Few, if any dog training books, had ever enjoy such robust sales, convincing book stores that dogs and cats ought to have their own sections at the stores, instead of being intermingled with wild animals. Amazingly, “Good Dog, Bad Dog” is still in print, and in about a dozen languages.
Siegal, the guy who once couldn’t get published, received more offers than he could accept. “I know this sounds crazy, but at first I resisted,” he once told me. “I loved pets. But this wasn’t what my plan was. I really wanted to write that great American novel.”
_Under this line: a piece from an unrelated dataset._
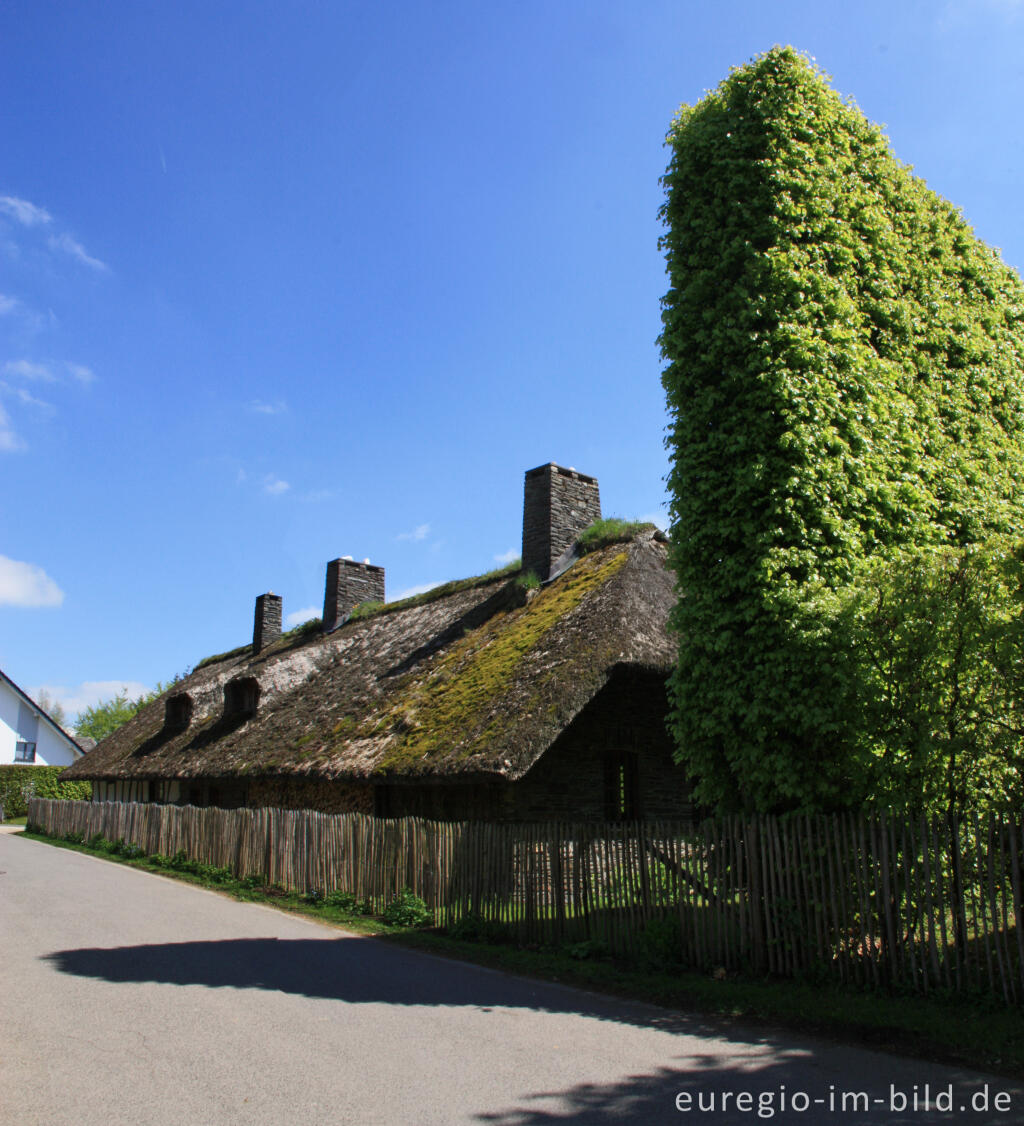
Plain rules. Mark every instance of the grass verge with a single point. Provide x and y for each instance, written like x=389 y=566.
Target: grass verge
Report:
x=972 y=1031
Since you can’t raise a family based on plans, Siegal eventually went with the tide. Soon the books began to flow, like no other pet author ever. Titles have included “When Good Dogs Do Bad Things (with Margolis),” “I Just Got A Puppy. What Do I Do? (with Margolis)” “Woof! (with Margolis),” “UC Davis Books of Dogs,” “The Cornell Book of Cats,” and “Simon and Schuster’s Guide to Cats.” He’s also written for seemingly every magazine there is, including Harper’s Bazaar, Redbook and Reader’s Digest to name a few, not to mention nearly every dog and cat magazine.
Siegal was President of the Dog Writer’s Association of America (DWAA) from 1994 to 2000. Among his many honors, colleagues gave him those that mattered most; he was twice presented with the DWAA Distinguished Service Award (1987 and 2000) and he was inducted into the Dog Writer’s Hall of Fame in 2007.
“I was thrilled we could announce his induction into the Hall of Fame at Westminster,” says David Frei, longtime voice of the Westminster Kennel Club Show. “Mordecai was the best ever at communicating to the public about training and care of all pets.” Westminster is only over a few days and happens only once a year – but the press room at the elite dog show was a second home for Siegal.
Frei said he watched Seigal do a reading from his last book, “Dog Spelled Backwards” at a local bookstore. “He was in his element, soaking up the crowd. He gave each character his own voice, and he acted it all out. He was ebullient.”
One story Siegal authored in “Dog Spelled Backwards” – which is a collection of writings about dogs – is a salute to his own childhood dog, Tarzan. “I was an introverted kid, and I really mean troubled,” Siegal once explained in an interview. “This puppy wouldn’t have it. He instantly became my best friend, and I believe he changed my life. I don’t know what would have happened without Tarzan. In a sense, he saved my life.”
While he never did write the great American novel, his writing was no less great and no less important.
Siegal is survived by three children.